One leading complaint about the ongoing NSA data-collection scandal from those truly in the know is how the press has focused so much on Edward Snowden’s own story (e.g. his views towards his native land, his struggle to find asylum, etc.) to the detriment of setting out and analyzing for the public just what it is that American intelligence agencies have been getting away with and why that matters.

Unfortunately, we can today see a further example of this from no less than Die Welt. The headline to their particular piece reads “Kofi Annan was also spied upon”, and the lede:

The NSA eavesdropping scandal continues to enrage minds. But the past shows us that large-scale spy-actions are nothing new. Even UN General Secretary Kofi Annan was spied upon.

And sure enough, there he is: a head-shot of Annan looking serious and pensive is right there at the top.

It’s really rather bizarre if you go on and read into the article that reporters Ansgar Graw* and Julia Smirnova actually wrote, though. “Kofi”? Who’s that? It’s Snowden, Snowden, and more Snowden. Will he get asylum? Will he just stay in Russia? What has happened to change Ecuador’s mind about accepting him? Did he himself even write the letter which was recently made public in which he complained about how the US government was treating him? (It is riddled with British spellings which he presumably would not use.)

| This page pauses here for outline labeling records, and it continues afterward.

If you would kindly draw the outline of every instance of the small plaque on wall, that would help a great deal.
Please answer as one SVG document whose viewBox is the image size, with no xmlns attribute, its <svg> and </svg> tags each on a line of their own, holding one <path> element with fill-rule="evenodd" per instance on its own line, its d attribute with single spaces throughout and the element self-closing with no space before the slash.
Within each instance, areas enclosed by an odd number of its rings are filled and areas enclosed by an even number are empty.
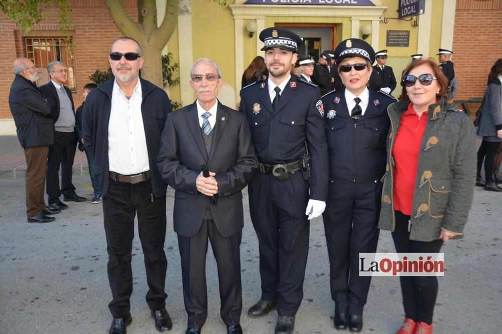
<svg viewBox="0 0 502 334">
<path fill-rule="evenodd" d="M 410 46 L 410 31 L 388 30 L 386 46 L 388 47 Z"/>
</svg>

In short, there is this strange, wide cleft between headline and lede (and picture) on the one hand, and the article’s actual body of information. Of course, it is editors who generally provide the former as a piece is whipped into shape for publication. It’s also true that the fact that Kofi Annan (and all other UN Secretaries-General) were spied upon by US authorities is returned to at the article’s very end (under the section-heading “Eavesdropping happened always and everywhere”).

But that attitude of “nothing new here” itself seriously downplays the sheer ignominy of the new surveillance developments that Snowden revealed, e.g. how wide-ranging the survellance abuse was (including its coverage of leading European allies), to what lengths Obama administration officials were willing to go to lie about them, and the like. As does of course the People magazine-style obsession with Snowden’s own personal tale – we are being let down by our journalists, in whichever language.

* Doesn’t his name seem like it got mangled in a spelling-machine somewhere? Or that perhaps it should really be spelled backwards?